Now, in an ideal world, this post would end with a witty rundown of how I used my knowledge of Search Engine Optimization (because an internet dating site is really just a specialized search engine) and marketing to find the person I’m looking for.  Unfortunately, that will take time and I haven’t found her yet.  If and when I do, I’ll write a follow-up.  🙂

I can say that it’s obvious best practice on dating sites to skip irrelevant matching questions about trivial topics since they just muddy the water.  Tastes in music and favorite movies are poor indicators, for example.  And then there’s the task of optimizing my own profile.  As Amy Webb points out in her video, smart people tend to write more in their profiles (certainly true in my case) but the best profiles are concise and easy to parse through.  That means I need to edit relentlessly.  Initial research into what women in my target group are looking for indicates that being tall, white, college-educated, and intelligent works in my favor, but being a bit heavier than I’d like to be does not.  No surprises there.  The “bad boy” factors like my motorcycle and tattoos may actually hurt me, contrary to what the popular wisdom would suggest.  And being divorced definitely hurts me, not because of an objection to divorce on principle, but because people assume it means I have kids and have to pay alimony.  Since neither of those is the case, I’m better off leaving the divorce off my profile and only mentioning it when past relationships come up in conversation.

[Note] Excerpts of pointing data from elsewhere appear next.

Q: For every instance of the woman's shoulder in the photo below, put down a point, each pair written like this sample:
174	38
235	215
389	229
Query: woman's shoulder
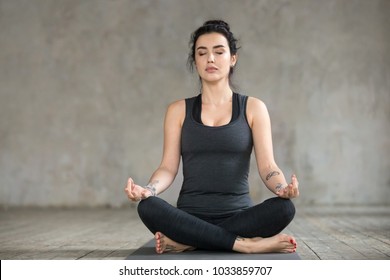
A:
256	110
177	107
255	103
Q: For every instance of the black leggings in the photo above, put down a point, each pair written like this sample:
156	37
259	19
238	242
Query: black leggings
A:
262	220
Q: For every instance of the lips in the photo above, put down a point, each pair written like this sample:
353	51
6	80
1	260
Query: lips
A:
211	69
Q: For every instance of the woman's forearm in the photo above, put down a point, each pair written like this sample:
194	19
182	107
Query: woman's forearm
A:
161	179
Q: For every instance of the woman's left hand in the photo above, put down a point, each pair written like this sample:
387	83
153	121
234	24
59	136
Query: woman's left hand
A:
291	190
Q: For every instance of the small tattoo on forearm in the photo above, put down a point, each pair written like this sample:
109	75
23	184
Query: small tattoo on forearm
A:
271	174
152	187
279	186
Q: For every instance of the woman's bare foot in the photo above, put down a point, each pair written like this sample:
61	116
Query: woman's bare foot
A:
164	245
280	243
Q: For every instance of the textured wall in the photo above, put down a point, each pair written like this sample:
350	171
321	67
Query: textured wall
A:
84	86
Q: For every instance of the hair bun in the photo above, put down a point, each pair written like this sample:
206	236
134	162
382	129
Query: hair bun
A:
218	22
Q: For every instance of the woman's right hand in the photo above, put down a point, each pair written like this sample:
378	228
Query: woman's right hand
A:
136	192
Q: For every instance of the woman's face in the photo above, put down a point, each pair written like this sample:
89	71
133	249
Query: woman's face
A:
212	57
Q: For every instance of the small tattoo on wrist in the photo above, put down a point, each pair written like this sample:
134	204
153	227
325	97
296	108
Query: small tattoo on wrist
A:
271	174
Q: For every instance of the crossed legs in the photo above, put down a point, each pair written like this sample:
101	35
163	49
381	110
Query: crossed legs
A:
255	230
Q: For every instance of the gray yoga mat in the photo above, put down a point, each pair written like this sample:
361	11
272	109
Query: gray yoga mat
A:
147	252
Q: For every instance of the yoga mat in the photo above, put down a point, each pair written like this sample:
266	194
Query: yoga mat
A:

The next step would be to build a script that can identify popular men in my age cohort and scrape their profiles to look for keywords and keyword density.  I may or may not get that far though, we’ll see.  There’s a lot of additional room for optimization as well, but I don’t know how far down that road I’ll go…  Romance is hard to quantify.

Update: I shared the TED talk and post with Kelly Clay, a co-worker of mine in Seattle who has also had some frustration with online dating.  Her take on the same algorithm based on Seattle numbers provides a solid second look at the same process.

Doing this exercise was interesting on a number of levels because it meant thinking through what I actually want in a partner and how valuable each of my requirements is since every item on the list shrinks the pool of options. What would your algorithm look like?